Are you unfamiliar with leading family worship and feel unsure of what to do? A helpful book by Joel Beeke, Family Worship, has a chapter dedicated to its implementation. In this short read he offers easy suggestions that will help you establish God-honoring family worship in your homes. These will also help you to avoid two extremes: an idealistic approach that is beyond the reach of even the most God-fearing home, and a minimalist approach that abandons daily family worship because the ideal seems so out of reach. As a God-honoring preacher and loving and caring husband and father with many years of experience in family worship, Beeke provides sound advice on planning the what, where, and when of family worship and lays out practical guidelines for the reading of Scripture, prayer, and singing during family worship.
Family worship is not a dreadful burden laid upon you by our Almighty God. It is a blessing and a privilege. Our heavenly Father gave the best He had for the worst of us. Rest not the neglect of family worship upon your feelings of insecurity or tiredness, rest with your feelings on Christ who is abundantly available to help you and guide you. God is not asking you to give something up; rather, He wants to give you Himself.
According to A. W. Pink the advantages and blessings of family worship are incalculable!

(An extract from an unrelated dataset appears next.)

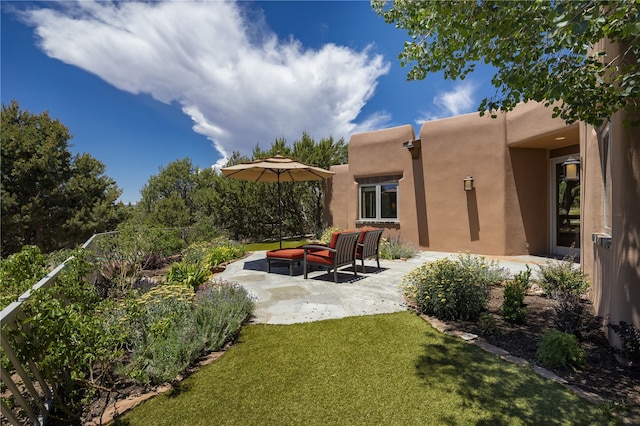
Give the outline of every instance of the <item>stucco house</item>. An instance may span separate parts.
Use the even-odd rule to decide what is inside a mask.
[[[412,125],[355,134],[325,222],[424,250],[574,254],[597,314],[640,328],[640,129],[623,118],[567,125],[528,102],[425,122],[417,137]]]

First, family worship will prevent much sin. Daily prayer in the home is a blessed means of grace for allaying those unhappy passions to which our common nature is subject. It awes the soul, conveys a sense of God’s majesty and authority, and sets solemn truths before our minds. How can those who neglect the worship of God in their families look for peace and comfort therein? Personal piety in the home is the most influential means, under God, of conveying piety to little ones. Children are largely creatures of imitation, loving to copy what they see in others. Finally, family prayer gains for us the presence and blessing of the Lord. There is a promise of His presence that is peculiarly applicable to this duty: “Where two or three are gathered together in My name—I am there among them”(Matt. 18:20). Many have found in family worship abundantly rich help and communion with God.

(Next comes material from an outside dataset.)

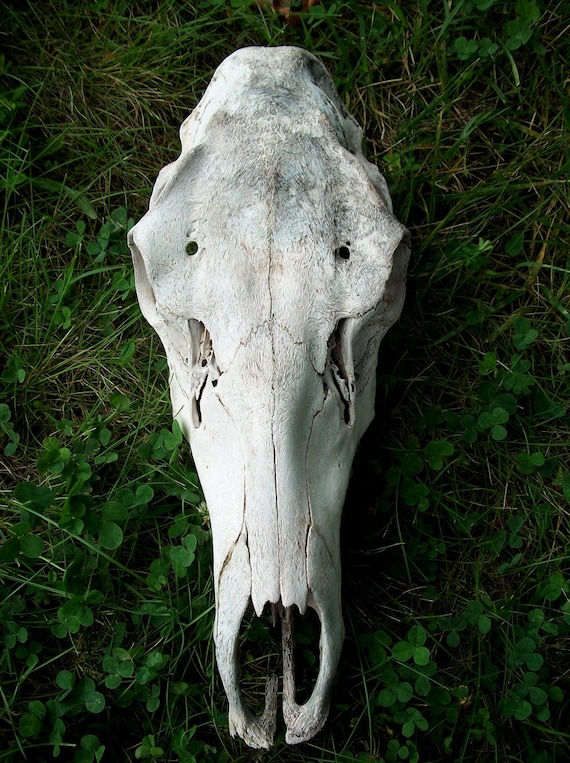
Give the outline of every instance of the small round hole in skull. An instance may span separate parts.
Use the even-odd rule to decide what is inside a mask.
[[[198,251],[198,243],[196,241],[189,241],[186,244],[186,254],[192,256]]]
[[[340,257],[341,260],[350,259],[350,249],[348,246],[339,246],[334,250],[334,253],[337,257]]]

In Family Worship, Whitney suggests eight motivations for family devotions:
What better way to evangelize your children daily?
What better way to provide a regular time for your children to learn the things of God from you?
What better way to provide your children with an ongoing opportunity to ask about the things of God in a comfortable context for such questions?
What better way for you to transmit your core beliefs to your children?
What better way for your children to see the ongoing spiritual example of their parents?
What better way to provide workable, reproducible examples to your children of how to have a distinctively Christian home when they start a home of their own?
What better way for getting your family together on a daily basis?
Isn’t this what you really want to do?
In agreement with all these godly authors, we appeal to you not to neglect the goodness of this discipline. Before long you will experience the fruit-bearing, soul-reviving, and mind-altering benefits of family devotions for yourself and your family. Don’t delay. Start today.